The Wicked Cometh is due to be published by Hodder and Stoughton on 1st February 2018. Many thanks to the publishers and Netgalley for the advance review copy.
The first in a set of ten Bernard Knight books I purchased from “The Book People” quite a while ago has at last been taken down from the bookshelf and read.
It is the opener to Knight’s “Crowner John Mystery” series about Exeter based King’s Coroner Sir John de Wolfe. Set at the end of the twelfth century this is the first medieval novel I’ve read for quite a while. I overdosed on Bernard Cornwell’s a while back and decided I needed a break from the hard existence, the mud and the travelling to and fro but all that is certainly present and correct in Knight’s novel.
He has set up a good character here for a historical crime series and you can tell there’s certainly a lot of mileage in Crowner John (the other nine books on my shelves also tell me that, not to mention the other five which take the series up to 15 with a prequel to this novel 2012’s “Crowner’s Crusade” being the latest). Whilst reading this I was reminded of another historical sleuth Gordanius The Finder in the Roma Sub Rosa series by Steven Saylor, set in Ancient Rome which I must pick up on again.
In 1194 it was decreed that all counties should appoint coroners. This caused conflict in areas between the existing law officials, the sheriffs, with duties being split between the two. In Knight’s Devon circumstances have meant that John de Wolfe is the only crowner for the county and this professional tension is further notched up as the sheriff is his brother-in-law and there is no love lost between the two. Home life is already strained by John’s relationship with his wife, the sheriff’s sister Matilda, which causes John to look elsewhere for comfort.
It did take me a while to get into this book and in common with a number of historical crime novels it is based around a number of set pieces on the legal practices of the time. Here it is the ability of an accused person to seek sanctuary for forty days from a church; the process of “amercement” whereby a village can be fined for not following the legal powers granted to the coroner to the letter and, most memorably in this book, Trial by Ordeal. This old practice was eventually abolished by the Pope some twenty years after this novel was set and here it is used to prove guilt. It was a barbaric ritual where the accused would have to complete a task, which would likely lead to serious maiming or their death but may prove innocence, if for some reason the inevitable medical repercussions did not occur. This is rather like the well-known treatment of witches in ducking stools where if they lived they were found guilty but if they drowned they were deemed blameless. John is opposed to such practices which are still deemed to be worthy by the Church and his brother-in-law.

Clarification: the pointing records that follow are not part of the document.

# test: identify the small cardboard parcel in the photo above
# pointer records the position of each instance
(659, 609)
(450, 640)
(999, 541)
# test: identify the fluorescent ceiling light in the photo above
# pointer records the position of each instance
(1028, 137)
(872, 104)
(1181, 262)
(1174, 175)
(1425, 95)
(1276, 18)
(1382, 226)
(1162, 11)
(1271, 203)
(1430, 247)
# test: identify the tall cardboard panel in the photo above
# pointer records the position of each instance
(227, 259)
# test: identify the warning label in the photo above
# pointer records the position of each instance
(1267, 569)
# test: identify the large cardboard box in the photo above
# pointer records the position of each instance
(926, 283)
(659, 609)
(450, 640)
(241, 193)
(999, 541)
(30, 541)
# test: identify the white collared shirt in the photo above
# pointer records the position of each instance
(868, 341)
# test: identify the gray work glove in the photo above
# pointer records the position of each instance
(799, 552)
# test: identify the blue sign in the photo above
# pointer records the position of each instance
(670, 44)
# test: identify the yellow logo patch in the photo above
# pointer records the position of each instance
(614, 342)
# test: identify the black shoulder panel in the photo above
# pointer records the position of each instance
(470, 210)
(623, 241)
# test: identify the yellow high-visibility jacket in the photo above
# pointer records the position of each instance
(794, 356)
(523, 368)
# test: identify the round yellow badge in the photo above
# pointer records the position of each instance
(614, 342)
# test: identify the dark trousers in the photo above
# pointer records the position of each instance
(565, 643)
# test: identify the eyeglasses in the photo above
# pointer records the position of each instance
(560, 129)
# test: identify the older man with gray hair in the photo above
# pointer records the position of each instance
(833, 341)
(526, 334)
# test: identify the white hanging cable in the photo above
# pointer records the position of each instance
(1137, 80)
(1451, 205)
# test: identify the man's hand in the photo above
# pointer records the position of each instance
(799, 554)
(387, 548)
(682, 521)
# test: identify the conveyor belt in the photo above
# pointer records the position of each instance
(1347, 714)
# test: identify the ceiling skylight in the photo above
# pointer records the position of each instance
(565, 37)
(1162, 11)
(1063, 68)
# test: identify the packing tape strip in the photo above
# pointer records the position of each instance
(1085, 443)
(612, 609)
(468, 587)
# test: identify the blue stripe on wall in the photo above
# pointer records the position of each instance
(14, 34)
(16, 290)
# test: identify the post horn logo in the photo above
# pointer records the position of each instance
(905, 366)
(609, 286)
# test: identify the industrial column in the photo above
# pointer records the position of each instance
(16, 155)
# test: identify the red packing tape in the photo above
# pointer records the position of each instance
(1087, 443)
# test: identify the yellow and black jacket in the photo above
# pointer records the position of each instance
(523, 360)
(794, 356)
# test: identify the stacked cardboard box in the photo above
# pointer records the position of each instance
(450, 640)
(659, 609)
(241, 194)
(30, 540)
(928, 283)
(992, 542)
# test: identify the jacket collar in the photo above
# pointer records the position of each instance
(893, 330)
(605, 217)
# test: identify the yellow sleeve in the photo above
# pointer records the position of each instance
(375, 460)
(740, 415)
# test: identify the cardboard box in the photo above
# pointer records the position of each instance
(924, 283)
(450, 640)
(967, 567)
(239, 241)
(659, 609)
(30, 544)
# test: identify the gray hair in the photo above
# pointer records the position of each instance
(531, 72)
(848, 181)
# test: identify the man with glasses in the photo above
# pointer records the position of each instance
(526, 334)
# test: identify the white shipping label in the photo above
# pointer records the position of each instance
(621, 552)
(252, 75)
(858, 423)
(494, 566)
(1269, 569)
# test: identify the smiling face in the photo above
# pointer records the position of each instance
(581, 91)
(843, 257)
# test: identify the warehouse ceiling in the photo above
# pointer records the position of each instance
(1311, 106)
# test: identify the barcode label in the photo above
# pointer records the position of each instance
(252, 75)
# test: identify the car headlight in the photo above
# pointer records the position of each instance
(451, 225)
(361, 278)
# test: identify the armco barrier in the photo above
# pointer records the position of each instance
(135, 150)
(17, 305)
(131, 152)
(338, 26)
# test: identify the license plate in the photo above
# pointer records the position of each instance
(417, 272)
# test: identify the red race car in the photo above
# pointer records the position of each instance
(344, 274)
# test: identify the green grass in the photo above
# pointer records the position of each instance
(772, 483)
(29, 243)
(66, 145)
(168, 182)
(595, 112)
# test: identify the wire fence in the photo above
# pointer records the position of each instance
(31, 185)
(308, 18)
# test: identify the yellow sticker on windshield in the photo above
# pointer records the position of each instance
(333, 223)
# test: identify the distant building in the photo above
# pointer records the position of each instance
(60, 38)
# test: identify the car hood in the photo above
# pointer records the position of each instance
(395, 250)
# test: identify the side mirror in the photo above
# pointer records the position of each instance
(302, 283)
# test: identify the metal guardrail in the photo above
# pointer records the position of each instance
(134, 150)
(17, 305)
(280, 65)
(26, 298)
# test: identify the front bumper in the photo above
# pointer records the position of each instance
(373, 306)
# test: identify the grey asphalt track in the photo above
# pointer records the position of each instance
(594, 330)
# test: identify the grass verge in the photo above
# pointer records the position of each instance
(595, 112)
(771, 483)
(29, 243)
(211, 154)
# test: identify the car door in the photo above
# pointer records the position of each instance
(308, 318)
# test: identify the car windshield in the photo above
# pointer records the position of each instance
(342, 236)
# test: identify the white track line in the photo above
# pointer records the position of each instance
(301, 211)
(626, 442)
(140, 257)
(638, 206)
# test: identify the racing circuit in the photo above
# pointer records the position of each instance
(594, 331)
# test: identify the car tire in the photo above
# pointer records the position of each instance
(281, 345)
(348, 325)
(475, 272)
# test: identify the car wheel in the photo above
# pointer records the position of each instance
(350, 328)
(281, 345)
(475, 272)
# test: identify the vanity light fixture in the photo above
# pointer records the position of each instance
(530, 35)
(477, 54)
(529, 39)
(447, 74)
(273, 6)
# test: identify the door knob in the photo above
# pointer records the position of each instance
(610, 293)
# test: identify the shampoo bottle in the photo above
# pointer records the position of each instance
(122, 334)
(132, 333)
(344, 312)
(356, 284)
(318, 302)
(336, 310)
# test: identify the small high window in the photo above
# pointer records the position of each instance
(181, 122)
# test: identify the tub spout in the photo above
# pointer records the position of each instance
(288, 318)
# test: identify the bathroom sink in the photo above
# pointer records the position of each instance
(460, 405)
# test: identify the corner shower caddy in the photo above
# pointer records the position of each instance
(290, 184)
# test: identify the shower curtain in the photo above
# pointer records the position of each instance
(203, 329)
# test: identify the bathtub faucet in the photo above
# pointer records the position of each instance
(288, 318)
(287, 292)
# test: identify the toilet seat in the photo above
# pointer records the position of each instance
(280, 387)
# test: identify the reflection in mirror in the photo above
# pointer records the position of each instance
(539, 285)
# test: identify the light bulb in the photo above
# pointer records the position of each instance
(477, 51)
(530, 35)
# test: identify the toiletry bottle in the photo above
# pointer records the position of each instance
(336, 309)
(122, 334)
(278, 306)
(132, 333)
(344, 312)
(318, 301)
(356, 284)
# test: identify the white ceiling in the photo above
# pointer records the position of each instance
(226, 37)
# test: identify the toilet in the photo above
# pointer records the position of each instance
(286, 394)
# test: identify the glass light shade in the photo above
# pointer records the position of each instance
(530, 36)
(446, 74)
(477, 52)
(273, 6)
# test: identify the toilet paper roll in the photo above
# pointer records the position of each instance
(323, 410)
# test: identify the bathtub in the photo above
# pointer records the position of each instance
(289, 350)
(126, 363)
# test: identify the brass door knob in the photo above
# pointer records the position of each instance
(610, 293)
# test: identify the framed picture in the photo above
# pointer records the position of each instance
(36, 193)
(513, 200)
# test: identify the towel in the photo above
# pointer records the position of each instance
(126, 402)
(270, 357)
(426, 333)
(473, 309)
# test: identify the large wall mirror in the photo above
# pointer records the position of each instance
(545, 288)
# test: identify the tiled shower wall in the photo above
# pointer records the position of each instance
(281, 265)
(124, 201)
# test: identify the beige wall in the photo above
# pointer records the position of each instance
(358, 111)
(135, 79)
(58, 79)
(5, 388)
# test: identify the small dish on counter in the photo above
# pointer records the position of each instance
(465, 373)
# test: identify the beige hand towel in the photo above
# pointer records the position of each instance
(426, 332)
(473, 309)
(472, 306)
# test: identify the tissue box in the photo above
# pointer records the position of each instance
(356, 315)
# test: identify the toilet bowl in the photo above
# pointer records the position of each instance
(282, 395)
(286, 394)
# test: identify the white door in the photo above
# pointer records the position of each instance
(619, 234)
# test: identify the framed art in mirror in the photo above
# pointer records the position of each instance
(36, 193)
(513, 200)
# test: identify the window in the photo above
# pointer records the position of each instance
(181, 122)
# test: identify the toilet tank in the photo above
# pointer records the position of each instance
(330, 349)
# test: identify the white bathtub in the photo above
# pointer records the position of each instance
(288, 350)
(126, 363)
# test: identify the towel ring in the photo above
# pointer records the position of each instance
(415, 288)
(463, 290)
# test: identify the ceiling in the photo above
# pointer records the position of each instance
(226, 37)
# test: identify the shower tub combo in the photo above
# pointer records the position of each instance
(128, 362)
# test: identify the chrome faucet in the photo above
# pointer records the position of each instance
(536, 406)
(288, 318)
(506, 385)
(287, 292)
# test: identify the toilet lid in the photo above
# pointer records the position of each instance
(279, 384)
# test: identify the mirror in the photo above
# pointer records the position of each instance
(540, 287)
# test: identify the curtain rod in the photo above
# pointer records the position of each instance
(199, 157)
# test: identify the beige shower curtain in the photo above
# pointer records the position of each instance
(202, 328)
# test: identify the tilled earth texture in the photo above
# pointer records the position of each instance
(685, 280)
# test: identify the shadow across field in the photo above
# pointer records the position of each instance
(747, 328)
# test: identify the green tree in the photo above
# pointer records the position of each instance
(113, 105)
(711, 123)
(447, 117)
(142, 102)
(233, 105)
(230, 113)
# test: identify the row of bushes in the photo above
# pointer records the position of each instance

A body of a recently returned Crusader is found in the village of Widecombe and Crowner John together with sidekick Cornishman Gwyn of Polruan and clerk Ralph, a defrocked priest are required to hold an inquest to ascertain responsibility for the death. Bernard Knight was himself a Home Office pathologist who carried out thousands of autopsies so he is certainly writing what he knows. The historical aspect of his old job is obviously a passion and he certainly brings twelfth century Devon to life. He had been writing novels since the early 60’s, a number as Bernard Picton, but it is from here onwards that he really begins to make his name. This is a good, solid introduction to a historical crime mystery series.
The Sanctuary Seeker was published in 2008 by Pocket Books, an imprint of Simon & Schuster.